Dow's fame spread, and so did his travels. He traveled on foot and occasionally on horseback (when someone would donate a horse) sometimes accompanied by his wife, Peggy Dow throughout what was then the United States. His journeys took him to Canada, England and Ireland, and once to the West Indies. He was usually well-received although there were exceptions. A fierce abolitionist, Dow's sermons were often unpopular in the southern United States, and he frequently was threatened with personal violence. He sometimes was forcibly ejected from towns, pelted with stones, eggs, and rotten vegetables as it happened in Jacksonboro, Georgia, around 1820. That never stopped him; he simply walked to the next town and gave the same sermon again.

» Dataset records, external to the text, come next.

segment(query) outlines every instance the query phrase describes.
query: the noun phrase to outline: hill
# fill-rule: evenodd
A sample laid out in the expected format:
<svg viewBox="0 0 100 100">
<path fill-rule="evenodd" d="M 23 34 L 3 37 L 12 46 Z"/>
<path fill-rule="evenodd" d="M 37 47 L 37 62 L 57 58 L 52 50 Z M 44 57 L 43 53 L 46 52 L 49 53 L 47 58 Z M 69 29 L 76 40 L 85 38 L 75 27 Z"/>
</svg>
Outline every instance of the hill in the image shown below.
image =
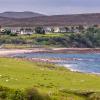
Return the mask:
<svg viewBox="0 0 100 100">
<path fill-rule="evenodd" d="M 39 16 L 32 18 L 0 17 L 2 26 L 66 26 L 100 24 L 100 13 Z"/>
<path fill-rule="evenodd" d="M 44 15 L 40 13 L 25 11 L 25 12 L 4 12 L 4 13 L 0 13 L 0 16 L 8 17 L 8 18 L 31 18 L 31 17 L 39 17 Z"/>
</svg>

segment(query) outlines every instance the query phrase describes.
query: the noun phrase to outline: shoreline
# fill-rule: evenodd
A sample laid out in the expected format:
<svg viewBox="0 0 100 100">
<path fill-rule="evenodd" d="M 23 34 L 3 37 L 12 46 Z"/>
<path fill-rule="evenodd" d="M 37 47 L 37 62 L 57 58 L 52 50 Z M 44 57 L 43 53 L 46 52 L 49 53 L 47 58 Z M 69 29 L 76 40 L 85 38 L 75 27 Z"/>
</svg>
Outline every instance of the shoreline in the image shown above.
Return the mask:
<svg viewBox="0 0 100 100">
<path fill-rule="evenodd" d="M 30 48 L 30 49 L 0 49 L 0 56 L 23 53 L 100 53 L 100 48 Z"/>
</svg>

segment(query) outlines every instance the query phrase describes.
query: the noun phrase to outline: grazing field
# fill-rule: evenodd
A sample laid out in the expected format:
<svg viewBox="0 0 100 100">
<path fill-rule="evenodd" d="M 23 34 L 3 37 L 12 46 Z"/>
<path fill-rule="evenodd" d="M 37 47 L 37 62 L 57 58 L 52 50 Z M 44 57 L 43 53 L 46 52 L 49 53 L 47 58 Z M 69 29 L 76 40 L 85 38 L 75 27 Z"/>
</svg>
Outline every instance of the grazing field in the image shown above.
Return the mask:
<svg viewBox="0 0 100 100">
<path fill-rule="evenodd" d="M 1 86 L 21 91 L 36 88 L 48 94 L 51 100 L 100 100 L 99 83 L 99 75 L 70 72 L 51 64 L 0 58 Z M 99 99 L 94 99 L 96 97 Z"/>
</svg>

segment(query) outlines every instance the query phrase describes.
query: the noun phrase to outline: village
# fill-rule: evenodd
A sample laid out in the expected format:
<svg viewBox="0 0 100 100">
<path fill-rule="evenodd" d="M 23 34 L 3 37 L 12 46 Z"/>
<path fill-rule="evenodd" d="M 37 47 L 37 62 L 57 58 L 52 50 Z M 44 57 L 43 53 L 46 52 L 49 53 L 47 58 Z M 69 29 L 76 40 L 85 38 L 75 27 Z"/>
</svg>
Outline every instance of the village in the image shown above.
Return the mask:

Lorenzo Dow was personally unkempt. He did not practice personal hygiene and his long hair and beard were described as "never having met a comb". He usually owned one set of clothes: those that were on his back. When those clothes became so badly worn and full of holes that they were no longer capable of covering him, some person in the audience usually would donate a replacement. The donated clothes often were not the correct size for his skinny body. When he traveled, he carried no luggage other than a box of Bibles to be given away. Throughout most of his life, what little money he ever collected was either given away to the poor or used to purchase Bibles. In his later years, he did accumulate a bit of money from the sales of his autobiography and religious writings. His singularities of manner and of dress excited prejudices against him, and counteracted the effect of his eloquence. Nevertheless, he is said to have preached to more persons than any man of his time.

He died in Georgetown, Washington, DC, in 1834, at the age of 56, after an illness. During his final illness he was cared for by his friend, George Haller. Before he died, he asked that his old greatcoat be used as his winding sheet. He was placed to rest at Holmead's Burying Ground. A headstone with an epitaph that he personally selected was placed on his grave:

A Christian is the highest style of man;
He is a slave to no sect, takes no private road,
But looks through nature up to nature's God.

In 1887, when old Holmead's cemetery was about to be abolished, William Wilson Corcoran donated money and Dow was disinterred and moved to Oak Hill Cemetery, near Georgetown.

==Remembrance==
His influence and popularity during his life led to many children of the early 19th century, especially on the American frontier, to be named after him. In the 1818 Washington almanac, there is a humorous anecdote about Lorenzo Dow saving a woman's infidelity by pretending to raise the devil (the woman's paramour, who was hiding in a barrel, which Dow set on fire). His autobiography became a bestseller, and the 1850 U.S. census counts Lorenzo as one of the most popular first names in America.

==Family==
His wife, Peggy Dow (1780–1820), was almost as eccentric as her husband. In 1814 she published her autobiography, entitled Vicissitudes Exemplified; or the Journey of Life. After her death, her husband had a new edition published with additional material, under the revised title Vicissitudes in the Wilderness: Exemplified in the Journal of Peggy Dow.

==Selected works==
- Polemical Works (1814)
- The Stranger in Charleston, or the Trial and Confession of Lorenzo Dow (1822)
- A Short Account of a Long Travel; with Beauties of Wesley (1823)
- History of a Cosmopolite; or the Four Volumes of the Rev. Lorenzo Dow's Journal, concentrated in One, containing his Experience and Travels from Childhood to 1814 (1814; many later editions); this volume also contains "All the Polemical Works of Lorenzo." The edition of 1854 was entitled The Dealings of God, Man, and the Devil as exemplified in the Life, Experience and Travels of Lorenzo Dow.